The stock prices of most stocks generally rebounded around December 2020 onwards, which coincides with the period whereby the first Covid vaccinces were approved by countries (e.g. UK approved the use of Pfizer-BioNTeck vaccine on 2 December 2020, Singapore gave approval on 14 December 2020, WHO listed the same vaccine for emergency use on 31 Dec 2020.)
The prices of the following stocks differ from the general trend:
- Strong stocks that rebounded quickly (well before vaccine was approved) and performed well: Ascendas Reit, Frasers Logistics & amp, Keppel Reit, Mapletree Industrial Trust, Mapletree Logistics Trust, Netlink Trust.
- Weak stocks that did not do well even after vaccine was approved: City Developments, ComfortDelgro, Singapore Airlines, Singtel, Triterras.

A key limitation of horizon plot using ggHoriPlot package is that users are unable to interact with the chart, and zoom into the elements of interest. As I’m interested in understanding the trend of some of these stocks, interactive time-series charts using plotly are plotted instead for the strong and weak stocks identified from the horizon plot.

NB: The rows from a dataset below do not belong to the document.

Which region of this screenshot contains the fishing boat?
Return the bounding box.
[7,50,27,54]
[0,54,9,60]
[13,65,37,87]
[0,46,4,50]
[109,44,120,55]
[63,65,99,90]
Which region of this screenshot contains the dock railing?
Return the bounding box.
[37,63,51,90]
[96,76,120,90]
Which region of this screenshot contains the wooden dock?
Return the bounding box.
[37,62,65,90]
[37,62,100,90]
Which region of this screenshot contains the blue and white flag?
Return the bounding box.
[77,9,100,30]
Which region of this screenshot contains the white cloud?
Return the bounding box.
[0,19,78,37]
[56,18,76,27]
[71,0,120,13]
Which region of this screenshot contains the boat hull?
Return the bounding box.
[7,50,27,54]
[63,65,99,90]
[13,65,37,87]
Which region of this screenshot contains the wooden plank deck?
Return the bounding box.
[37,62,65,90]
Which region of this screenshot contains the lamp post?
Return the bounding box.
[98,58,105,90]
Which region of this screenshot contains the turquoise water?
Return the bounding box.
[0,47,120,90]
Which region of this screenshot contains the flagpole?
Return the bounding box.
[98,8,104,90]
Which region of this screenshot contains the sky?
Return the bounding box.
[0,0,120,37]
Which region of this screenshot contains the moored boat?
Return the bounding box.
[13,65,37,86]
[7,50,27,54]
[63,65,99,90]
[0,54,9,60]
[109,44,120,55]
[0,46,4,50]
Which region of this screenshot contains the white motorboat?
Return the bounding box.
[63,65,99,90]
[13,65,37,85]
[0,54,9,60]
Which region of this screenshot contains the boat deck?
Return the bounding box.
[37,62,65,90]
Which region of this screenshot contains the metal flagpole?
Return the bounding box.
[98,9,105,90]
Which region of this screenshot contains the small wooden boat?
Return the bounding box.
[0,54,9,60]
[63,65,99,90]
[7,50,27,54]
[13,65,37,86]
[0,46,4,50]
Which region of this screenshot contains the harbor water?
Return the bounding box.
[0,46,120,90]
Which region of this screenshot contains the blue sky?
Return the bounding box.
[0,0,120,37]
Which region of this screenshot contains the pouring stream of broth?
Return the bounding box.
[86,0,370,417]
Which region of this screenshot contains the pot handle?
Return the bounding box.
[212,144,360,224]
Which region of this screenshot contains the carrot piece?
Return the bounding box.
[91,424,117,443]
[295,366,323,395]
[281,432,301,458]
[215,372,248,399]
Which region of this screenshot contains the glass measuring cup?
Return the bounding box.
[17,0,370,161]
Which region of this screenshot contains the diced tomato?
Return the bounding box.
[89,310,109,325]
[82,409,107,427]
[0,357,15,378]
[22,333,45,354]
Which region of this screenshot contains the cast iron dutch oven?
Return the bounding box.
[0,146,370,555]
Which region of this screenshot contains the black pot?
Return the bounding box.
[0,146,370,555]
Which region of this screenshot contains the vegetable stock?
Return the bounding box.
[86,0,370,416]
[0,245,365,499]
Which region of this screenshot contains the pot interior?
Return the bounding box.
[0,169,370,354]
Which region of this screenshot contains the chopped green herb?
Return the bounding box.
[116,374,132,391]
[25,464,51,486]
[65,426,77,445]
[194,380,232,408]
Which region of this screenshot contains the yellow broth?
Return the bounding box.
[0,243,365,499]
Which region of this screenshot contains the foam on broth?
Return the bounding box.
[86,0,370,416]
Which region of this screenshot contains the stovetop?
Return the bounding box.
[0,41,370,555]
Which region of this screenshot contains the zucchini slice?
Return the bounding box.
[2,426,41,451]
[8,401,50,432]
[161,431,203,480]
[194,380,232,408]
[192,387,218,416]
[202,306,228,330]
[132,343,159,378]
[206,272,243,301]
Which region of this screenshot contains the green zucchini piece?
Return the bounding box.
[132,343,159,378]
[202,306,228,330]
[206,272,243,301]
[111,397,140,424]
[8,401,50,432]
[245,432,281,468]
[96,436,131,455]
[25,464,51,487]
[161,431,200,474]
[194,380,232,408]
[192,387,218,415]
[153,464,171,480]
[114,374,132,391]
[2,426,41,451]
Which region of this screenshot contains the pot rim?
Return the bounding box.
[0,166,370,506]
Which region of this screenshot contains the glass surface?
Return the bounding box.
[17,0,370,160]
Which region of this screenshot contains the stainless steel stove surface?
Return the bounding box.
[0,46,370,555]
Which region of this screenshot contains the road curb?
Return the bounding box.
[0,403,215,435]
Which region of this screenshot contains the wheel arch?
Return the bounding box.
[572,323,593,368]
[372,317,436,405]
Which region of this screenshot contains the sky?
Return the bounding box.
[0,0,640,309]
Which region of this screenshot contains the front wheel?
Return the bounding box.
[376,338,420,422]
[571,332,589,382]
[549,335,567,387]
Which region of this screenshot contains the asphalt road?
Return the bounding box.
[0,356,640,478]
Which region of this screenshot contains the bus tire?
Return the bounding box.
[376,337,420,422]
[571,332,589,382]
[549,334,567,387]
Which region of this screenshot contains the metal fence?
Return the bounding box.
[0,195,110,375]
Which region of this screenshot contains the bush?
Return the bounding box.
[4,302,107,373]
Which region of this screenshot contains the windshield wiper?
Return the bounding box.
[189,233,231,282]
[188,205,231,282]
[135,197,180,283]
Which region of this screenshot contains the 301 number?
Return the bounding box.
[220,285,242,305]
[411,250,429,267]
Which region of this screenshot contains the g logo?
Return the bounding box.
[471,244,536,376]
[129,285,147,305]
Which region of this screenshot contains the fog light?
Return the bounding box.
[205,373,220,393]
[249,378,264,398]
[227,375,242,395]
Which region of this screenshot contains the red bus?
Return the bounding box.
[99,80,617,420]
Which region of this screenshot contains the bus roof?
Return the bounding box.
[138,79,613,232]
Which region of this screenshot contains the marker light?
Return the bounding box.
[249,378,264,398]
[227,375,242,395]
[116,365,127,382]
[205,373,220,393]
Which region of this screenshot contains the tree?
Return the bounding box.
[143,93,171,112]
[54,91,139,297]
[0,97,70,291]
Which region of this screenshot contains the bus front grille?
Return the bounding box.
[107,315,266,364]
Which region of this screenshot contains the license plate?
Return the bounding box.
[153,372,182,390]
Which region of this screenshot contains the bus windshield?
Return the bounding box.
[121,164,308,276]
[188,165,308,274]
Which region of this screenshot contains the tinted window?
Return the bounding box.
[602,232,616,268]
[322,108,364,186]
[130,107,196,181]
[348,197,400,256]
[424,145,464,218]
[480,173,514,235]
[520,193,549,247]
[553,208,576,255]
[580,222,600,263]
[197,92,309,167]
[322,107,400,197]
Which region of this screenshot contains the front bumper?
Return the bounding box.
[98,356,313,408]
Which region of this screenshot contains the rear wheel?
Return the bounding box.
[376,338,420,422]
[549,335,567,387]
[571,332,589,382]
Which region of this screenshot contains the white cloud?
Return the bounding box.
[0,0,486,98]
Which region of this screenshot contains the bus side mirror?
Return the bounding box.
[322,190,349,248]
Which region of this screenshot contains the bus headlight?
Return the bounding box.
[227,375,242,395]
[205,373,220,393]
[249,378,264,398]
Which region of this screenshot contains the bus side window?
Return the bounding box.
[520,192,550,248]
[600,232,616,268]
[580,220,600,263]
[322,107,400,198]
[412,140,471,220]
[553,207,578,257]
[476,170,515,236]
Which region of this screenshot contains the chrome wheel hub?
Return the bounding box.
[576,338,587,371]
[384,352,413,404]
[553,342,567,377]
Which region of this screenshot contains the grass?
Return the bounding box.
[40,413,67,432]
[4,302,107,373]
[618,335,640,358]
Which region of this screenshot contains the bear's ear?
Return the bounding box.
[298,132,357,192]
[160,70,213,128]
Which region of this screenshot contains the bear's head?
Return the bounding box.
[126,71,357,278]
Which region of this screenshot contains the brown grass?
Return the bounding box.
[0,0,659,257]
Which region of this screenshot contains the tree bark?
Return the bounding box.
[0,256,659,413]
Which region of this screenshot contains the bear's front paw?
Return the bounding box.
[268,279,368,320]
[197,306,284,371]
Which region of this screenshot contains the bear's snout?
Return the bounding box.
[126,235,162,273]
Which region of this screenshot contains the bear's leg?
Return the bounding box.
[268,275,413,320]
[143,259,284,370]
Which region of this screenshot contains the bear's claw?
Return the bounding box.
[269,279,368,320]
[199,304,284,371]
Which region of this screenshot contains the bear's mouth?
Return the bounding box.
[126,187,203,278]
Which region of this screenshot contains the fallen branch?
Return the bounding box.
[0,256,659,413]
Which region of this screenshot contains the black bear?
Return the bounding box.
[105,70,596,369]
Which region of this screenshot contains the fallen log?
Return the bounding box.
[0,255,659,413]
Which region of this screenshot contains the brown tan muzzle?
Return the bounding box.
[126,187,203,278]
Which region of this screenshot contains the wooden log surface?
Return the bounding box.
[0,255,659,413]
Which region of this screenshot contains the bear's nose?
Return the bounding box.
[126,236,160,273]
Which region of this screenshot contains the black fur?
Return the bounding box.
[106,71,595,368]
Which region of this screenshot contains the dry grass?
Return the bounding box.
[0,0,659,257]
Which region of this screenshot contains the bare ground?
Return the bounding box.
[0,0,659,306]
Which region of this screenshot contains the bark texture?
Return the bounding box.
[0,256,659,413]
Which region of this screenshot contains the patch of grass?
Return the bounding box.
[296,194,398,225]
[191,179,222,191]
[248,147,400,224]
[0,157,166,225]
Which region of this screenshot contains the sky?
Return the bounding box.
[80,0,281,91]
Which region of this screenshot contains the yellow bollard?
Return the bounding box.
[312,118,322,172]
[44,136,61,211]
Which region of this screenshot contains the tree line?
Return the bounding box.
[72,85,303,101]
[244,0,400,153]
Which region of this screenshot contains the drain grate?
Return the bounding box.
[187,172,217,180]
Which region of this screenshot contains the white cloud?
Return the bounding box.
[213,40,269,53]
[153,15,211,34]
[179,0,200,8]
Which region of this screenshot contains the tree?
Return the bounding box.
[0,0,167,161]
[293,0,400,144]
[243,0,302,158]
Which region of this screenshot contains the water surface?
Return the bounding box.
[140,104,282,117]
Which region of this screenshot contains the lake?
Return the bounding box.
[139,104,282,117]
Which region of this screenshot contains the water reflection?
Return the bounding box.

strongstocks <- adj_dailystock_name %>%
        filter (`symbol` == c("BUOU.SI", "K71U.SI", "A17U.SI", "M44U.SI", "ME8U.SI", "CJLU.SI"))
strong <- data.frame(strongstocks)

ts <- ggplot(strong, aes(x = date, y = adjusted))+
        scale_y_continuous() +
        geom_line() +
        facet_wrap(~Name, scales = "free_y",  nrow = 3, ncol = 2) +
        #scales = free_y as not all the stocks have the same price range
        theme_tq() +
        labs(title = "Daily stock prices of selected strong stocks", x = "", y = "Adjusted Price") +
        theme(axis.text.x = element_text(size = 6), axis.text.y = element_text(size = 6))

ggplotly(ts)

weakstocks <- adj_dailystock_name %>%
        filter (`symbol` == c("C09.SI", "SINGF", "SNGNF", "TRIT"))
weak <- data.frame(weakstocks)

tw <- ggplot(weak, aes(x = date, y = adjusted))+
        scale_y_continuous() +
        geom_line() +
        facet_wrap(~Name, scales = "free_y",) +
        theme_tq() +
        labs(title = "Daily stock prices of selected weak stocks", x = "", y = "Adjusted Price") +
        theme(axis.text.x = element_text(size = 6), axis.text.y = element_text(size = 6))

ggplotly(tw)

As shown from the above charts, it is clear that the weak stocks performed badly have not recover to the pre-Covid prices. A prudent investor might wish to consider the selected strong stocks as shown.